Shaft Drive vs Chain

​My recent acquistion of the 2017 Honda CB 1100 EX has returned me to the land of chain drive motorcycles.  I have not owned a chain drive bike since 1978, when I replaced my 1974 Kawasaki Z1 with a new Gold Wing.

​Let me say from the outset, if you plan to ride cross country, and I'm talking about 9,000 mile, 3 week tours, I suggest shaft drive.  They are truly maintenance free, dependable, and unless something freakish happens, never need replacing.
​On a long tour they are one less thing you have to think about.

​But you pay a price for that.  You pay it in the showroom, all things being equal but the final drive, the shaft will cost more on inital purchase.  You pay for it in terms of efficiency.  A shaft robs a bike of HP.  It is not the mosts efficient method to propel a bike.  No, that would be chain drive.  And you pay for it in the twisties.  Shaft drive bikes do not handle as well as their chain drive cousins.  They some time cause the rear to buck if you encounter a less than smooth surface.   All of the above reasons why you don't find shaft drive on true sport bikes.

​Shafts are quiet and clean, and on sport touring bikes work remarkably well, and have their place.

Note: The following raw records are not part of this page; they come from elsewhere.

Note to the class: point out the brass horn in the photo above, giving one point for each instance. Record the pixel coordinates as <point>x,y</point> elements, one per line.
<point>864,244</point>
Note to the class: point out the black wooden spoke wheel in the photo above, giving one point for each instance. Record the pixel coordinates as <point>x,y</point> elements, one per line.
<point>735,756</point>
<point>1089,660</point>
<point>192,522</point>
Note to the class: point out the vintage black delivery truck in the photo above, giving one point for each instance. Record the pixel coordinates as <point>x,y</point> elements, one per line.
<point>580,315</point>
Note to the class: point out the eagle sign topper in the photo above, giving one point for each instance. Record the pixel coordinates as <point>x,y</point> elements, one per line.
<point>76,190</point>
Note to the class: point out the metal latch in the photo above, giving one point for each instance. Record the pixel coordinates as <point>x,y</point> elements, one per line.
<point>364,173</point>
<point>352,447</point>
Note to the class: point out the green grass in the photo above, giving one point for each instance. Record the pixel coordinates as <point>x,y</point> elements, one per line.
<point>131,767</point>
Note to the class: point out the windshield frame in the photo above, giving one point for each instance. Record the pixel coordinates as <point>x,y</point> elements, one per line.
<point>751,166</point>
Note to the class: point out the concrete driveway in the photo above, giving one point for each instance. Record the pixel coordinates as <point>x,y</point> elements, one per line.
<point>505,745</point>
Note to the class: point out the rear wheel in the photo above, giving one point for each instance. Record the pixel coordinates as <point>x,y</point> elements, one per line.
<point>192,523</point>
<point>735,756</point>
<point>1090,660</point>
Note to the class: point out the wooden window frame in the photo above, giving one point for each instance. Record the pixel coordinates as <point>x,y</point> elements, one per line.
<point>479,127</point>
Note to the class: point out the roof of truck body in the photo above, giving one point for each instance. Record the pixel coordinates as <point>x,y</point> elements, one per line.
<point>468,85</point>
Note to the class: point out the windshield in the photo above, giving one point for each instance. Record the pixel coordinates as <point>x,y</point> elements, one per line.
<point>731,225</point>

​But that is not to say a chain won't work on a ST bike.  If you're ok with the adjusting and replacement,  it will give you the most out of whatever you're riding.

​Back in the day the chain and sprockets on my Z1 needed replacing about  every 20k miles, sometimes a little less, sometimes more depending how I rode it that segment.  Long, interstate droning at high speeds, were particulary hard on the chain and I oftened had to adjust it twice on such days.  The adjustment only took a few minutes, but you still had to do it.  I'd lube the chain at the end of each day, while it was still hot.  On my sport touring bikes I go in the motel room and turn the tv on at the end of the day.

​Modern chain technology has come a long way since then.  The 2003 ZRx in my brothers garage shows only 12k miles or so, and he advised he's adjusted the chain 3 times.  I'm guessing the chain and sprockets on my new CB1100 will go for 40k miles or so.  I'll never put that many miles on that bike.  Right now my CB shows about 900 miles, and the chain does not need adjusting.

​Riding the CB the first thing I didn't miss, is drive shaft lash.  The lurch you feel when you shift a shaft driven bike. It does it so much you don't notice it after a while.  But it is always there.  I don't have any lurch or pogo effect on the chain drive CB.  It shifts unlike any bike I've ever owned with its power assisted clutch, and Honda transmission.  It is super smooth due to chain drive.

​If you ever do have to replace a shaft it will be big bucks,  Depending on the age and condition of the bike, might not be worth it.  Chains and sprockets are relatively cheap, and easy to replace.

​Latest generation of shaft drive sport tourers have seen a few upgrades to help with drive lash.  The Concours comes to mind in that department.  My brother has one, and after riding it a few times it does help (they have a name for that system I just can't recall it).

​For what I do, I'll stick with a shaft drive bike, but I have no problem with the chain drive CB 1100 because what I bought it for, doesn't need one.